The clarity of this belief gave him a cheerful, optimistic perspective on his life here on earth, and it leads me to wonder whether he is not now in that better place. I hope so, for his sake. After a long period of depression as his health declined, I heard that he spent the last day of his life expressing the gratitude and love he felt for his wife; and that he returned, on that day, to the state of serenity his affliction had denied him. The thinking behind karma, insofar as I understand it, is that choices are made at the moment of death which define the nature of one's future incarnation--choices that also determined the current form of our existence at the end of our previous incarnation.
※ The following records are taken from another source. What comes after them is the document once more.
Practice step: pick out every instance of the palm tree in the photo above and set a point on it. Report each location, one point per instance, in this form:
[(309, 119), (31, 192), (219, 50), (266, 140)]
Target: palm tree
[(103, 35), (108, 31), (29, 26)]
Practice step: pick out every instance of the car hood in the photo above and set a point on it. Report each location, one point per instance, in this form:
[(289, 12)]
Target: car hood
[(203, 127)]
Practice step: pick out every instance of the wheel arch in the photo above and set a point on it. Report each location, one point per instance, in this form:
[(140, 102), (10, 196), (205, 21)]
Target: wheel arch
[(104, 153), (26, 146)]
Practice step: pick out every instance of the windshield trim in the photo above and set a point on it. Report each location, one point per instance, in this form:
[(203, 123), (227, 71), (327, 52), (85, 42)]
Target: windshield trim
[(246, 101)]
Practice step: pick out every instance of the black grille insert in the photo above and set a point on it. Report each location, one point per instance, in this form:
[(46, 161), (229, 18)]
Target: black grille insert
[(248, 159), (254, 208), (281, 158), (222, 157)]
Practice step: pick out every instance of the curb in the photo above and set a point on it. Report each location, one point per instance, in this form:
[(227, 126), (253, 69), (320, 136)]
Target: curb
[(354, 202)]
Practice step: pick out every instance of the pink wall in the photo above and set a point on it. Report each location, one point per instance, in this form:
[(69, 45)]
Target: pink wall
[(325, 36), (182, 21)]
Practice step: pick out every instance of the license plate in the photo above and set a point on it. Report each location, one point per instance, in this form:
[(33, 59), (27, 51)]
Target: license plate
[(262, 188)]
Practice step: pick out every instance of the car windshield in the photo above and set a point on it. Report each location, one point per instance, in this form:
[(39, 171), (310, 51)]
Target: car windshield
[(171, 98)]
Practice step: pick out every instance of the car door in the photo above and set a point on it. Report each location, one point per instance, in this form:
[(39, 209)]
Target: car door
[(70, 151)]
It is important, then, to be prepared to die with ease and grace.
I have also been thinking about another aspect of choice in the moment of one's death: the choice to leave this world. I remember my conviction, now nearly two years ago, when my sister died, that she had in fact chosen to cross the threshold into what she called, fearlessly, "the next great adventure." I am tempted to believe that our friend also made that choice. It was clear that his mind was deteriorating, along with his physical health, and the path ahead promised little but further confusion and pain, both physical and emotional, for himself and those who loved him. In such a circumstance, the choice to step out into that great "before-yond" might be a clear and comforting one.
These are mysteries, of course, that we are not given to understand. When I have expressed my doubts to one much wiser and much further along the Buddhist path than I could ever hope to be, the answer has always been a simple one: it profits us little to spend time worrying about a question to which we know we'll never have an answer. Better to devote your energies to leading a good life here and now, he tells me. And be prepared in mind and body to make wise choices at the moment of your death.